EmbeddingsTools.jl is a Julia package that provides additional tools for working with word embeddings, complementing existing packages such as Embeddings.jl. Please note that the compatibility with other packages is currently limited, namely, type conversions are currently missing. Still, this package can be used as a standalone tool for working with embedding vectors.
You can install EmbeddingsTools.jl from GitHub through the Julia package manager. From the Julia REPL, type ]
to enter the Pkg REPL mode and run:
pkg> add https://github.com/Marwolaeth/EmbeddingsTools.jl.git
Or, within your Julia environment, use the following command:
using Pkg
Pkg.add("https://github.com/Marwolaeth/EmbeddingsTools.jl.git")
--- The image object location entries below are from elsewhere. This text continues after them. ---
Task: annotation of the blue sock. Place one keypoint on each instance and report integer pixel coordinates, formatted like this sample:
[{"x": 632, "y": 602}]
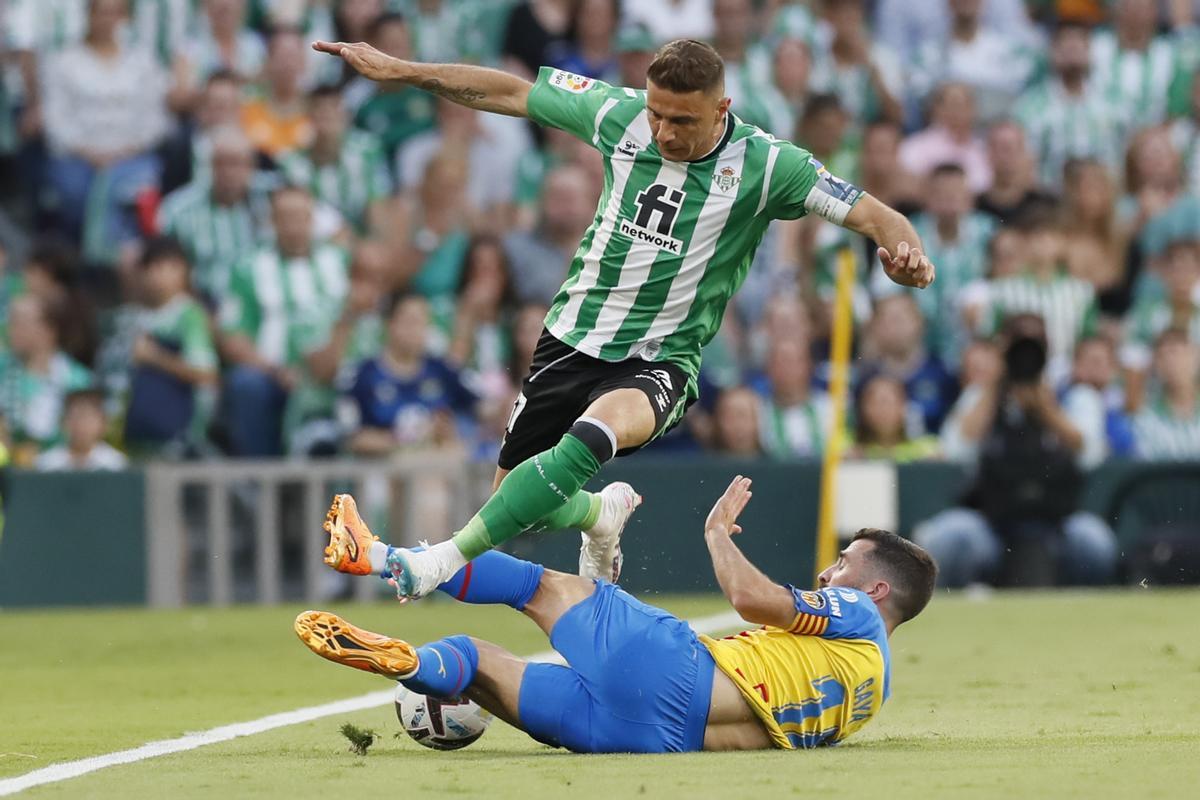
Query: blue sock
[
  {"x": 447, "y": 667},
  {"x": 495, "y": 578}
]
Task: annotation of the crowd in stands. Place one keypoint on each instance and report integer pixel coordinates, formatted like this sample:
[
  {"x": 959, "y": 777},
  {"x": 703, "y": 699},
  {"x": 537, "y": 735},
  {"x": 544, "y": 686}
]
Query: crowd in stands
[{"x": 216, "y": 241}]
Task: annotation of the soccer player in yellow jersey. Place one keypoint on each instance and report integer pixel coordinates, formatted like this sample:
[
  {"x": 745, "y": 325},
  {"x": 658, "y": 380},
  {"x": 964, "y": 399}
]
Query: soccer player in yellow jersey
[{"x": 641, "y": 680}]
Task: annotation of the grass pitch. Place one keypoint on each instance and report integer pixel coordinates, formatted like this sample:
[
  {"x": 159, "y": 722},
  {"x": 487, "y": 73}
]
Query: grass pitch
[{"x": 1018, "y": 696}]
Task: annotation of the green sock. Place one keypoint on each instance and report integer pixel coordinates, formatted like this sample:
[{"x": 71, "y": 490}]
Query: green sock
[
  {"x": 581, "y": 511},
  {"x": 537, "y": 488}
]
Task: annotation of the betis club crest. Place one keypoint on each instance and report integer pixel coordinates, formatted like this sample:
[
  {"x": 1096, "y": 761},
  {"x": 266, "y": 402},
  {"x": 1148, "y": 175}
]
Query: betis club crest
[{"x": 726, "y": 179}]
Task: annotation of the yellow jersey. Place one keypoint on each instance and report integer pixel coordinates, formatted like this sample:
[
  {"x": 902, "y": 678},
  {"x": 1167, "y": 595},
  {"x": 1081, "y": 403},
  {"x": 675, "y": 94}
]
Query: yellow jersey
[{"x": 821, "y": 679}]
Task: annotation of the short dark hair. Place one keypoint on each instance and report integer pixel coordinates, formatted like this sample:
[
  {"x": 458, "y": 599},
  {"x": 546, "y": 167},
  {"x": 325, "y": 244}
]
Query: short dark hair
[
  {"x": 911, "y": 571},
  {"x": 687, "y": 65}
]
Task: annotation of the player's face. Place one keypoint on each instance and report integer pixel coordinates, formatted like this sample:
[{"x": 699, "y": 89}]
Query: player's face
[
  {"x": 683, "y": 125},
  {"x": 852, "y": 569}
]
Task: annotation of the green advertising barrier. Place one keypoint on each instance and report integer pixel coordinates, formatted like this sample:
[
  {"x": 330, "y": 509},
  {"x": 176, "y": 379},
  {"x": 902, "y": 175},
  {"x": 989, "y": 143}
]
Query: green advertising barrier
[{"x": 73, "y": 539}]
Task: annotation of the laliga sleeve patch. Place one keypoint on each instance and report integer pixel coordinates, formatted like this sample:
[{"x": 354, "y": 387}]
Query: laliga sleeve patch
[
  {"x": 570, "y": 82},
  {"x": 831, "y": 197}
]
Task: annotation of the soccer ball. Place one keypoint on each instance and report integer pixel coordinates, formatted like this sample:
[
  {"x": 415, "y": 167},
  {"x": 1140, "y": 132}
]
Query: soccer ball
[{"x": 441, "y": 725}]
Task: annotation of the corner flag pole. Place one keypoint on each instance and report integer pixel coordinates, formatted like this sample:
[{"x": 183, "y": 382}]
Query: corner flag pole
[{"x": 843, "y": 332}]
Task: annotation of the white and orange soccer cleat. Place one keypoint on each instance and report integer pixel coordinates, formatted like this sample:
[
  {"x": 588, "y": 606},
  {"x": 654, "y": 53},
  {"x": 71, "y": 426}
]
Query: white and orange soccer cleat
[
  {"x": 600, "y": 555},
  {"x": 331, "y": 637},
  {"x": 349, "y": 539}
]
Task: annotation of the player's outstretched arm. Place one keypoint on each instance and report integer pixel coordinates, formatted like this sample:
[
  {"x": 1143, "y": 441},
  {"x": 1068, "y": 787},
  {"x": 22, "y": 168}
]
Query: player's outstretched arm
[
  {"x": 899, "y": 244},
  {"x": 480, "y": 88},
  {"x": 754, "y": 596}
]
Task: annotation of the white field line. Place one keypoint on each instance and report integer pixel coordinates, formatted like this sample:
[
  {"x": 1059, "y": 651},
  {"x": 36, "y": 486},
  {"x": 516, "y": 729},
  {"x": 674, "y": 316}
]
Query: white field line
[{"x": 66, "y": 770}]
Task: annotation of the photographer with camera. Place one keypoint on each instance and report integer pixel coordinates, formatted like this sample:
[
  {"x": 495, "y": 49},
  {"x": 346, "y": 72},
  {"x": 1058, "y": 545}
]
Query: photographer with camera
[{"x": 1021, "y": 523}]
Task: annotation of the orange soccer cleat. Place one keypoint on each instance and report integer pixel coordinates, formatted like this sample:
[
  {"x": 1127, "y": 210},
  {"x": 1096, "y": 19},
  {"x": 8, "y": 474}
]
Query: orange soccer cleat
[
  {"x": 349, "y": 539},
  {"x": 331, "y": 637}
]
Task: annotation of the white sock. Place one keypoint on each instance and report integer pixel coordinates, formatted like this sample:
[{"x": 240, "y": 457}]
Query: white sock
[
  {"x": 378, "y": 555},
  {"x": 449, "y": 558}
]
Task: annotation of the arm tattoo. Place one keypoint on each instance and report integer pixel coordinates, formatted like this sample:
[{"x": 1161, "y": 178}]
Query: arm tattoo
[{"x": 463, "y": 95}]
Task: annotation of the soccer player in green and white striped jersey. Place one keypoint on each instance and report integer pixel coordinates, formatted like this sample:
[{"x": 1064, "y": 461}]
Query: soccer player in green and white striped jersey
[
  {"x": 342, "y": 167},
  {"x": 1169, "y": 427},
  {"x": 689, "y": 192}
]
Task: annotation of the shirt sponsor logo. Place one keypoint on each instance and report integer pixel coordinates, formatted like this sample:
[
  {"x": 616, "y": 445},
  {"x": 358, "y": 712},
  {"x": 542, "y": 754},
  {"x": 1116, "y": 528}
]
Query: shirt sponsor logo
[
  {"x": 726, "y": 179},
  {"x": 814, "y": 599},
  {"x": 570, "y": 82},
  {"x": 652, "y": 238}
]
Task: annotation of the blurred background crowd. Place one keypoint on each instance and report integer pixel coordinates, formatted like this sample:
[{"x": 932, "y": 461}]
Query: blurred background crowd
[{"x": 215, "y": 241}]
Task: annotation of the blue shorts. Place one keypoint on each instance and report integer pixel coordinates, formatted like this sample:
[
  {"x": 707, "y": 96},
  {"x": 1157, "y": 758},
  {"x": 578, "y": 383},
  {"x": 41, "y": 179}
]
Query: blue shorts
[{"x": 639, "y": 681}]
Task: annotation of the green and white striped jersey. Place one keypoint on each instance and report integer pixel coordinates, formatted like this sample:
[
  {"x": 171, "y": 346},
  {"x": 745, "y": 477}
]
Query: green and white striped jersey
[
  {"x": 280, "y": 302},
  {"x": 1137, "y": 82},
  {"x": 1066, "y": 304},
  {"x": 215, "y": 236},
  {"x": 1061, "y": 126},
  {"x": 671, "y": 241},
  {"x": 31, "y": 403},
  {"x": 358, "y": 179},
  {"x": 1146, "y": 320},
  {"x": 1162, "y": 434}
]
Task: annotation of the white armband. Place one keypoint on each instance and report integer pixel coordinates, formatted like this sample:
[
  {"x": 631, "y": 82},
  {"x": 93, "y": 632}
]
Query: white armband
[{"x": 832, "y": 198}]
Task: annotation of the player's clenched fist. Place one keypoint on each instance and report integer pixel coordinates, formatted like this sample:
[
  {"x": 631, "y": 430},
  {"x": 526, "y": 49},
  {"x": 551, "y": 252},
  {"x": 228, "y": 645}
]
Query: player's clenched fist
[{"x": 909, "y": 266}]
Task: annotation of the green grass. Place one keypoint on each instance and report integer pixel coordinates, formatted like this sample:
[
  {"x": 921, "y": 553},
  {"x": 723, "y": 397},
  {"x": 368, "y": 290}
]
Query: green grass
[{"x": 1020, "y": 696}]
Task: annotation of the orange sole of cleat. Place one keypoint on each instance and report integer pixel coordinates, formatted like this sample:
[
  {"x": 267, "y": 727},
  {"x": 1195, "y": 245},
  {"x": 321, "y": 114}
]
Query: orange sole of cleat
[
  {"x": 331, "y": 637},
  {"x": 346, "y": 549}
]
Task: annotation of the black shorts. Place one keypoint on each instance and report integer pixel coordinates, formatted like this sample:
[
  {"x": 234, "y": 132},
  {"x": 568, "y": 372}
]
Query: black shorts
[{"x": 564, "y": 382}]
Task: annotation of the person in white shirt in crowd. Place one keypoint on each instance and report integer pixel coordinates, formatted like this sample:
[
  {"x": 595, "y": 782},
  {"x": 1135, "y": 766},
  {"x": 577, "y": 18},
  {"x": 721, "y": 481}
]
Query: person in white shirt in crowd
[
  {"x": 84, "y": 423},
  {"x": 996, "y": 65},
  {"x": 105, "y": 112},
  {"x": 949, "y": 138}
]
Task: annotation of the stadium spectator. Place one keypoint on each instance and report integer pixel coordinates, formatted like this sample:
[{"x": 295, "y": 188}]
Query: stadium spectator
[
  {"x": 105, "y": 112},
  {"x": 391, "y": 110},
  {"x": 667, "y": 19},
  {"x": 864, "y": 74},
  {"x": 1095, "y": 370},
  {"x": 1014, "y": 192},
  {"x": 957, "y": 239},
  {"x": 342, "y": 167},
  {"x": 539, "y": 258},
  {"x": 1169, "y": 426},
  {"x": 995, "y": 64},
  {"x": 795, "y": 416},
  {"x": 592, "y": 36},
  {"x": 881, "y": 431},
  {"x": 493, "y": 145},
  {"x": 736, "y": 423},
  {"x": 949, "y": 139},
  {"x": 331, "y": 353},
  {"x": 219, "y": 221},
  {"x": 747, "y": 66},
  {"x": 35, "y": 377},
  {"x": 275, "y": 118},
  {"x": 167, "y": 390},
  {"x": 84, "y": 450},
  {"x": 1155, "y": 314},
  {"x": 277, "y": 295},
  {"x": 1044, "y": 288},
  {"x": 1067, "y": 114},
  {"x": 537, "y": 34},
  {"x": 222, "y": 43},
  {"x": 1096, "y": 241},
  {"x": 1133, "y": 65},
  {"x": 895, "y": 347},
  {"x": 405, "y": 397},
  {"x": 1023, "y": 524}
]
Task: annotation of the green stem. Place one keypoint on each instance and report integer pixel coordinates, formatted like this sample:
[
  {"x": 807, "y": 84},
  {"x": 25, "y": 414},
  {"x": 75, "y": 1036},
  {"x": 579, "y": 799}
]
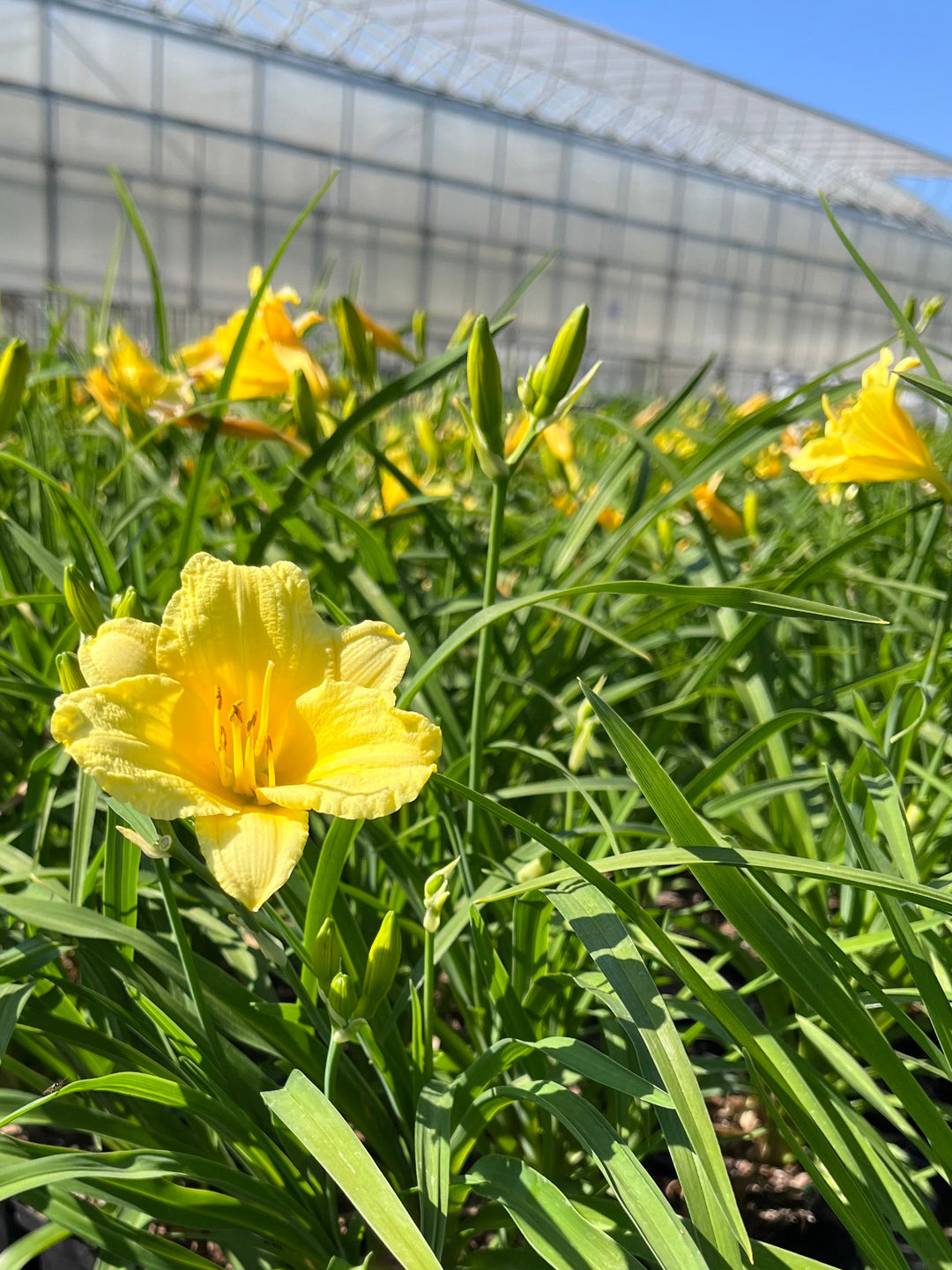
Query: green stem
[
  {"x": 188, "y": 963},
  {"x": 331, "y": 1191},
  {"x": 429, "y": 1022},
  {"x": 484, "y": 654}
]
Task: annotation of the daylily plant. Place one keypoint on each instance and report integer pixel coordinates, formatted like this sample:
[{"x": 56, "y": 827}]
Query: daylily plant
[
  {"x": 873, "y": 438},
  {"x": 245, "y": 710},
  {"x": 273, "y": 349}
]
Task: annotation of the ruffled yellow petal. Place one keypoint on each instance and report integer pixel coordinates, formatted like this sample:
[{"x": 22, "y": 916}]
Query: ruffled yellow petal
[
  {"x": 253, "y": 854},
  {"x": 147, "y": 742},
  {"x": 228, "y": 621},
  {"x": 122, "y": 648},
  {"x": 369, "y": 654},
  {"x": 352, "y": 753}
]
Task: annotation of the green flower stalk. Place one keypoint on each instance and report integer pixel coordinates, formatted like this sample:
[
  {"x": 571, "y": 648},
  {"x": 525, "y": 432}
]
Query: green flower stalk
[{"x": 81, "y": 601}]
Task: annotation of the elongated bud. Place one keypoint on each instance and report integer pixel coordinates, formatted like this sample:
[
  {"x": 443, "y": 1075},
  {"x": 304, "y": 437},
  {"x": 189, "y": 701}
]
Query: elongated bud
[
  {"x": 462, "y": 329},
  {"x": 435, "y": 893},
  {"x": 485, "y": 383},
  {"x": 126, "y": 605},
  {"x": 562, "y": 363},
  {"x": 70, "y": 676},
  {"x": 326, "y": 955},
  {"x": 14, "y": 369},
  {"x": 81, "y": 601},
  {"x": 383, "y": 966},
  {"x": 303, "y": 409},
  {"x": 750, "y": 513},
  {"x": 354, "y": 340},
  {"x": 342, "y": 1000}
]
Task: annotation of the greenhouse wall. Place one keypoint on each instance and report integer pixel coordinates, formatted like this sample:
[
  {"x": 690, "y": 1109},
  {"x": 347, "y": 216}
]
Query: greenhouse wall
[{"x": 438, "y": 204}]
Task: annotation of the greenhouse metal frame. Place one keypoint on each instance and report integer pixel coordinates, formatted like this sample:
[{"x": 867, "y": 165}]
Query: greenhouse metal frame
[{"x": 470, "y": 138}]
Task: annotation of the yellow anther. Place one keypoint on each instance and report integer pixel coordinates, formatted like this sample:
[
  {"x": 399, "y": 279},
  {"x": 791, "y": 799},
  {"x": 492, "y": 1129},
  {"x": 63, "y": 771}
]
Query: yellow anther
[{"x": 265, "y": 706}]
The package is intended to read local embedding files, and it currently supports only text files (e.g., .vec
) and binary Julia files. The package can perform basic operations on these embedding files.
The embeddings are represented as either WordEmbedding
or IndexedWordEmbedding
types. Both types contain an embedding table and a token vocabulary that is similar to embedding objects in Embeddings.jl. They also have ntokens
and ndims
fields to store the dimensionality of an embedding table. In addition, IndexedWordEmbedding
objects have an extra lookup dictionary that maps its tokens to corresponding embedding vectors' views.
Indexing is useful when the embedding table must be aligned with a pre-existing vocabulary, such as the one obtained from a corpus of texts.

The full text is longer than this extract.